This review presents developments in inverse IMRT treatment planning and IMRT delivery using multileaf collimators (MLCs). Potential future developments and relevant issues are also discussed.

What is IMRT?

The introduction of CT into radiation oncology in the 1980s enabled treatment planning based on three-dimensional anatomical information of the tumor and surrounding healthy tissues, thus facilitating the establishment of threedimensional conformal radiotherapy (3D-CRT). The key features of 3D-CRT treatment planning include beam’s eye view (BEV) design of treatment fields and plan evaluation. BEV allowed for finding a beam direction that could irradiate the tumor without the beam passing through nearby critical organs. Dose-volume histograms (DVHs) and isodose distributions became essential tools for plan evaluation. Together with the progress in 3D image processing, the 3D volume information from CT also enabled accurate dose calculation using the convolution-superposition method, allowing the inhomogeneous distribution of tissues to be more accurately handled [4,5].
Whereas 3D-CRT exploits field shape conformation to improve target dose conformality, the organs at risk (OARs) located in the groove region of a concave target volumes cannot be saved from the target dose, as shown in Fig. 1. In conventional 3D-CRT, the irradiation field shape coincides with the shape of the target according to the incidence direction of the irradiation beam, while in IMRT, the beam intensity is modulated according to the arrangement of the target and surrounding organs. The intensities of the rays that pass through OARs are reduced, while the intensities of the rays go primarily through the target volume are increased. The inhomogeneity caused by the ‘intentionally non-uniform intensity’ of a beam is compensated for by beams from other directions.

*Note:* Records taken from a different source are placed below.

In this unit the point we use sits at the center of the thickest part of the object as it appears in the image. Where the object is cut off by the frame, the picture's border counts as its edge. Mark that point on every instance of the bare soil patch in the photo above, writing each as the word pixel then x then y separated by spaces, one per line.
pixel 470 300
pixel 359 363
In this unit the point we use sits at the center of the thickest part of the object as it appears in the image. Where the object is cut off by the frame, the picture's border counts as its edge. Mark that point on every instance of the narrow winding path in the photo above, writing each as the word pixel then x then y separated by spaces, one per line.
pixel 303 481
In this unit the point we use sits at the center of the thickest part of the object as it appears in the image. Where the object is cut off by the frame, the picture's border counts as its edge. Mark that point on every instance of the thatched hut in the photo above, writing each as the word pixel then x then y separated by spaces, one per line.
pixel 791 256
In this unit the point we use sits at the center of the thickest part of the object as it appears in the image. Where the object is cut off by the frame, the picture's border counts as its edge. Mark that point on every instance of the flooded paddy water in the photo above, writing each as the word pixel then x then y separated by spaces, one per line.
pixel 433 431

Physically, a feature of the IMRT technique is to enhance control over the 3D dose distribution through the superposition of a large number of independent segmented fields, either from a number of fixed directions or from directions distributed on one or more arcs. By this method of adding intensity modulation to geometric shaping, the IMRT dose distribution can be rendered concave, as opposed to the convex-shaped coverage accomplished with 3D-CRT, where geometric conformal shaping of a uniform intensity beam is performed. Therefore, IMRT can enable dose reduction to OARs located within a concave area of the planning target volume (PTV).
The minimum unit of the irradiation area that can be individually controlled is called a beamlet. The intensity distribution of the beamlets in an irradiation field is referred to as an intensity map. For example, in the case of a 10 cm × 10 cm sized field, intensity modulation may be possible for 100 different beamlets of 1 cm × 1 cm, and in the case of a 5-field treatment, this sum reaches 500 beamlets for which the intensity need to be individually assigned. As it is infeasible for treatment planners, computer optimization is necessary. The dose distribution for the target tumor and OARs are first assigned by the treatment planner, and then the optimization method determines the intensity of the irradiation beam. This is called ‘inverse’ planning, to distinguish it from ‘forward’ planning (Fig. 1). Considering the dose calculation problem of radiation therapy in terms of the concept of causality, the causes are irradiation beam and associated parameters including energy, direction, distance, size, and intensity, while the effects are dose distributions. Therefore, the conventional plan, in which the dose distributions are calculated from the given beam parameters, is termed a ‘forward’ plan. By contrast, the IMRT plan, in which dose distributions (the effects) are given first, and the beam intensities (the causes) are then calculated, is termed an ‘inverse’ plan.

Development of IMRT

As IMRT is already a mature technology, a number of excellent historical reviews have been published from various perspectives [1,6,7]. Here, a brief history and major milestones are summarized, with a focus on the development of inverse planning and delivery techniques using MLCs (Table 1).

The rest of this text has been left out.